La città venne concessa in feudo a Bonifacio I del Monferrato nel 1193. Pochi anni più tardi, tuttavia, i cittadini della città si ribellarono all'autorità imperiale, abbandonando il nome Cesarea e stringendo alleanza con le vicine Asti e Vercelli, ma la disputa fu risolta dall'arbitrio dei comuni di Milano e Piacenza. Per Alessandria e il marchesato del Monferrato cominciò quindi un periodo di tregua, caratterizzato da innumerevoli dispute diplomatiche e sporadiche alleanze. Alleati di Vercelli, gli alessandrini parteciparono alla battaglia di Casei Gerola nel 1213 e alla distruzione di Casale Monferrato nel 1215: in quest'occasione i soldati alessandrini sottrassero al duomo di Casale i corpi dei santi Evasio, Natale e Proietto, e due statue in ottone raffiguranti un galletto e un angelo, che collocarono sui pinnacoli della loro cattedrale. Gli scontri con il Monferrato si riaccesero nel 1228, quando Bonifacio II si alleò con Asti e mosse guerra ad Alessandria. L'intervento della seconda Lega Lombarda, che assediò Mombaruzzo, convinse il marchese alla resa.
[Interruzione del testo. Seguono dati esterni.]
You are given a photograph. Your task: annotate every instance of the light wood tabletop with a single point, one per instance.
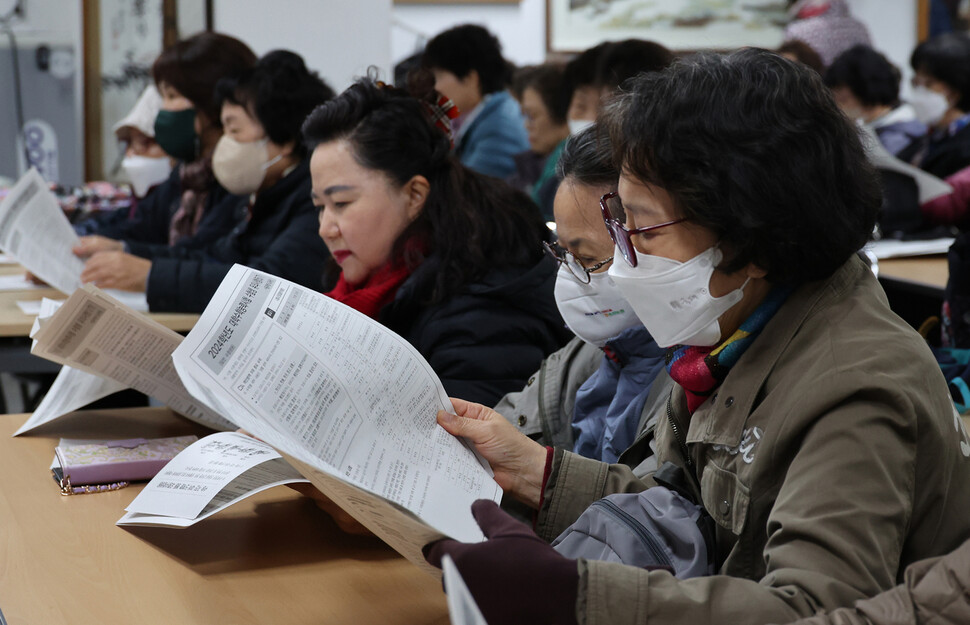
(14, 323)
(926, 271)
(273, 558)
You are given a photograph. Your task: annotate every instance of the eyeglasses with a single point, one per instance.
(613, 216)
(565, 257)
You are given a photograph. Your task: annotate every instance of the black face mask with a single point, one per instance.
(175, 133)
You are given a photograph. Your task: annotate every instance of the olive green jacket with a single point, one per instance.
(830, 458)
(935, 591)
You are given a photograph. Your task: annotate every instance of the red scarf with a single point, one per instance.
(374, 293)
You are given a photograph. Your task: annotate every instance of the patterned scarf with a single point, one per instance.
(197, 178)
(700, 370)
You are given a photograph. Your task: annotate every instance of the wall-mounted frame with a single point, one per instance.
(121, 40)
(575, 25)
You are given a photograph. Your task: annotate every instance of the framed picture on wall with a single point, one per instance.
(575, 25)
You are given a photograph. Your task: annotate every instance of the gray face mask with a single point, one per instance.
(144, 172)
(930, 106)
(595, 312)
(241, 167)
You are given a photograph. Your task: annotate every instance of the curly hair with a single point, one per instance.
(752, 147)
(471, 222)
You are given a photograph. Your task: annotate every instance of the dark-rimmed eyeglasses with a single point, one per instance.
(565, 257)
(620, 233)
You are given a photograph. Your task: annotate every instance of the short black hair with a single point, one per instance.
(588, 159)
(279, 92)
(752, 147)
(625, 59)
(547, 80)
(869, 75)
(947, 59)
(193, 66)
(468, 47)
(471, 222)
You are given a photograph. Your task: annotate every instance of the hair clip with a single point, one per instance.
(441, 112)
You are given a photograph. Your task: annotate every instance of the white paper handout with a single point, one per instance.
(34, 229)
(18, 282)
(349, 403)
(72, 390)
(930, 187)
(99, 335)
(462, 608)
(893, 248)
(206, 477)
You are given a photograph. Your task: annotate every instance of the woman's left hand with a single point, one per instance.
(117, 270)
(517, 461)
(515, 576)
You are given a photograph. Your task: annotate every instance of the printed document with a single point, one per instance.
(349, 403)
(462, 608)
(34, 230)
(929, 186)
(97, 334)
(207, 477)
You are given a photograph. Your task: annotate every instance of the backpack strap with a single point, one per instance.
(682, 482)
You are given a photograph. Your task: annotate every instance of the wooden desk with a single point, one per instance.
(14, 323)
(914, 286)
(927, 272)
(273, 558)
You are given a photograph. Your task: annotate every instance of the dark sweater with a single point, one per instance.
(147, 229)
(486, 339)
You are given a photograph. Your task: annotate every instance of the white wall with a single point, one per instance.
(338, 38)
(520, 27)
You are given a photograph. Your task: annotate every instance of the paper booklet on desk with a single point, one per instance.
(347, 402)
(98, 335)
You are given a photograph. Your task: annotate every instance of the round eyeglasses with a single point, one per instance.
(613, 215)
(565, 257)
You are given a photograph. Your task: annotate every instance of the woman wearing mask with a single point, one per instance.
(441, 255)
(261, 158)
(866, 87)
(190, 208)
(544, 103)
(812, 422)
(590, 395)
(941, 97)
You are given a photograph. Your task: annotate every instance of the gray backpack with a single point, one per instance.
(657, 528)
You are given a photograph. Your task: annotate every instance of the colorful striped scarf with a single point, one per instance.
(700, 370)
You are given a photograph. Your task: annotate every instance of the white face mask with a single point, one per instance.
(144, 172)
(241, 167)
(930, 106)
(576, 126)
(595, 312)
(672, 299)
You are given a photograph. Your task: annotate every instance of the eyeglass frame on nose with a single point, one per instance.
(619, 232)
(587, 277)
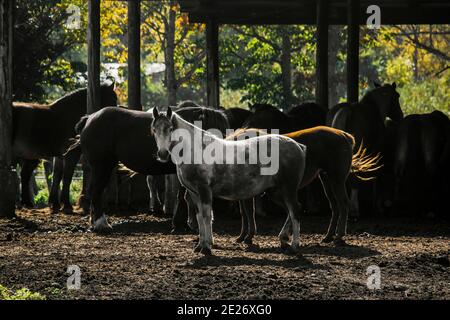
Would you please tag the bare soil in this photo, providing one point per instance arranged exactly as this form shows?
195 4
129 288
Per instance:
142 260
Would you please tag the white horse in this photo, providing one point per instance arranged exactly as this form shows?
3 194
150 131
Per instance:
208 166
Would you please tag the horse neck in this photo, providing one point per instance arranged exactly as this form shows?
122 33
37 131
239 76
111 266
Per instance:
75 102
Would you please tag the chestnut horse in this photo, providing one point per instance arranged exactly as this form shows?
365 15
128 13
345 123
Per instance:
45 131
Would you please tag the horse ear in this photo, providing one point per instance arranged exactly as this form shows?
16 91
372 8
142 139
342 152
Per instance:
155 112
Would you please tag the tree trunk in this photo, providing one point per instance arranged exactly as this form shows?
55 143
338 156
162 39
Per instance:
416 55
8 178
333 48
169 56
286 70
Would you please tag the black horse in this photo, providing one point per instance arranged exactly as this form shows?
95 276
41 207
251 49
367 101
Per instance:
303 116
421 163
365 120
43 132
118 134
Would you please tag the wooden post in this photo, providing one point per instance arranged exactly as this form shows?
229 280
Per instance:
8 177
353 51
322 54
134 55
93 39
212 57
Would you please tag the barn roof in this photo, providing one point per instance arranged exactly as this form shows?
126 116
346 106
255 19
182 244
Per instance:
304 11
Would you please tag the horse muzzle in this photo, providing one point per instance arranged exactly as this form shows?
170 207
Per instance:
163 155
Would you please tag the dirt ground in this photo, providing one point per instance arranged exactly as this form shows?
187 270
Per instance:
142 260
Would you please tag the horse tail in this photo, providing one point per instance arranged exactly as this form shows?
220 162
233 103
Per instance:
339 121
81 124
363 164
75 142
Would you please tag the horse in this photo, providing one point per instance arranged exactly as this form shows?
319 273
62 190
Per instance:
365 120
330 156
45 131
301 117
111 135
421 163
227 174
235 118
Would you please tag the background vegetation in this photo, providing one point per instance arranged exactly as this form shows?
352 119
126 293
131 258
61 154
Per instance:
272 64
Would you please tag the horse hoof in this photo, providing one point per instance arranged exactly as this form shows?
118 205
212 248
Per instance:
339 242
197 248
68 210
156 212
291 250
248 240
327 239
206 251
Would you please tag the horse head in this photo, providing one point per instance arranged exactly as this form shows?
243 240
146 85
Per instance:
387 99
162 128
108 95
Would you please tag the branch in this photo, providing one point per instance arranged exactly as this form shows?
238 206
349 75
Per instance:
259 37
423 46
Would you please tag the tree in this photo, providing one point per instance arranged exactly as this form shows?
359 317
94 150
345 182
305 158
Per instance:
166 30
265 61
40 41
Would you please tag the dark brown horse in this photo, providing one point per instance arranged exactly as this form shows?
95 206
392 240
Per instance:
268 117
118 134
365 120
421 162
43 132
329 156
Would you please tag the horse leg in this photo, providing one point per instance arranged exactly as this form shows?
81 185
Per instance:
84 201
200 223
48 169
191 212
100 176
329 193
171 194
53 199
244 221
354 203
249 210
70 162
155 206
294 210
204 204
343 204
27 168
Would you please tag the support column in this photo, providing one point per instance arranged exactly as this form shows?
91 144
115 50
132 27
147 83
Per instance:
322 54
212 57
134 55
353 51
8 177
93 39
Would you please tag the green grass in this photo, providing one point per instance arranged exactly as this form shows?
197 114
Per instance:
21 294
41 199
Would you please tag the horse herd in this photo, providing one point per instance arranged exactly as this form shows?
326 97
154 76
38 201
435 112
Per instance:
388 162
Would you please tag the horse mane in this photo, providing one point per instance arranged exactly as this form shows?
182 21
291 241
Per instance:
241 131
259 107
211 118
188 104
71 96
30 105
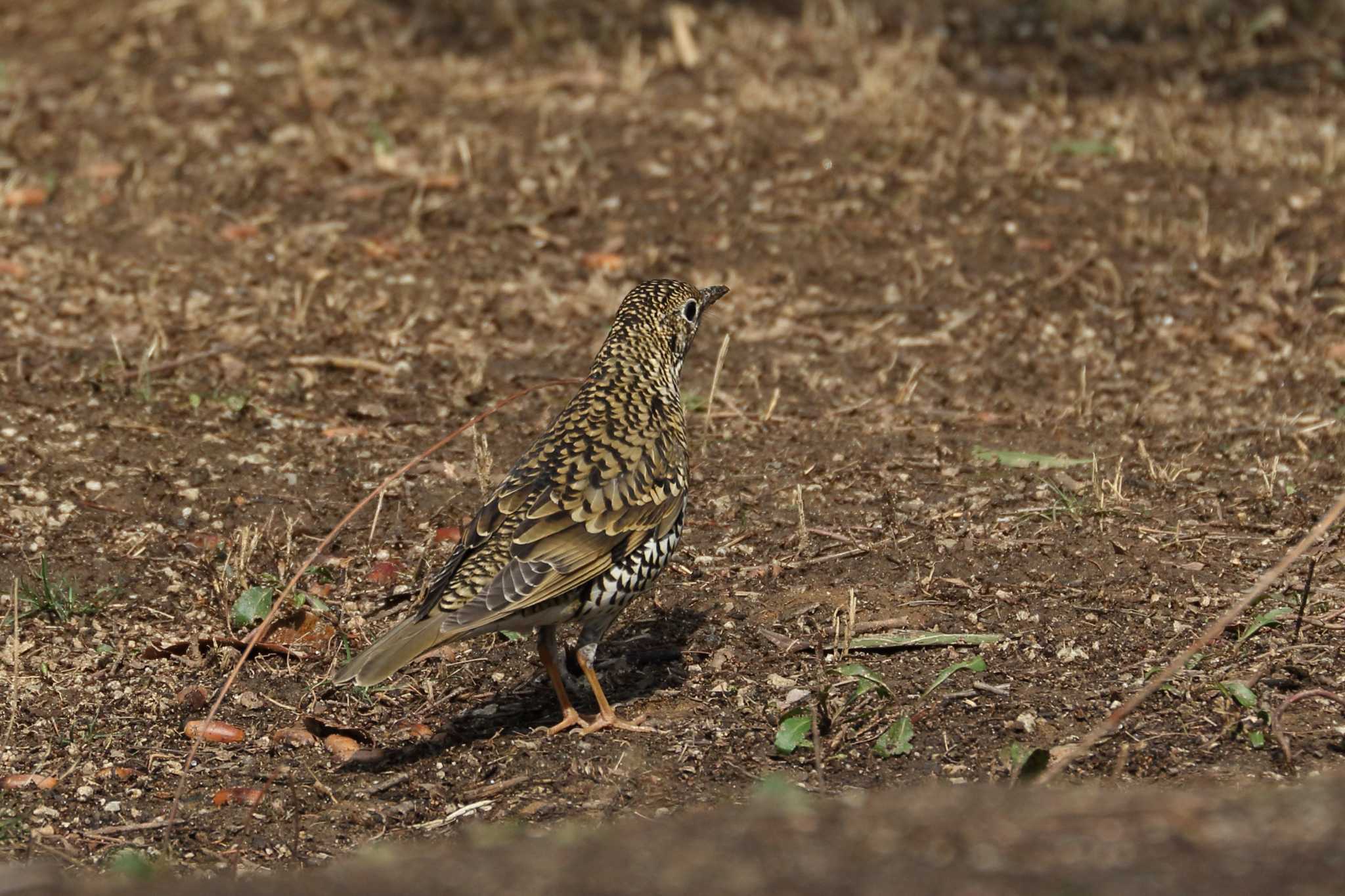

«[...] Quel che più basso tra costor s'atterra,
guardando in suso, è Guiglielmo marchese,
per cui e Alessandria e la sua guerra
fa pianger Monferrato e Canavese.»

Nella seconda metà del XIII secolo, l'equilibrio politico del Piemonte mutò, a causa delle mire espansionistiche della casa d'Angiò. Alessandria, insieme a molti altri comuni, decise quindi di nominare capitano della città Guglielmo VII del Monferrato. Nel 1291, tuttavia, i cittadini astigiani, anche loro sottomessi a Guglielmo VII, promisero agli alessandrini 85.000 fiorini d'oro in cambio della cattura del marchese. Attirato con un pretesto in città, Guglielmo VII fu imprigionato e fatto morire di fame pochi mesi più tardi. Suo figlio Giovanni I mosse guerra contro Asti e la sottomise, ma morì senza eredi nel 1303. Carlo II d'Angiò ne approfittò per occupare tutte le città a sud del Tanaro, istituendo la contea di Piemonte.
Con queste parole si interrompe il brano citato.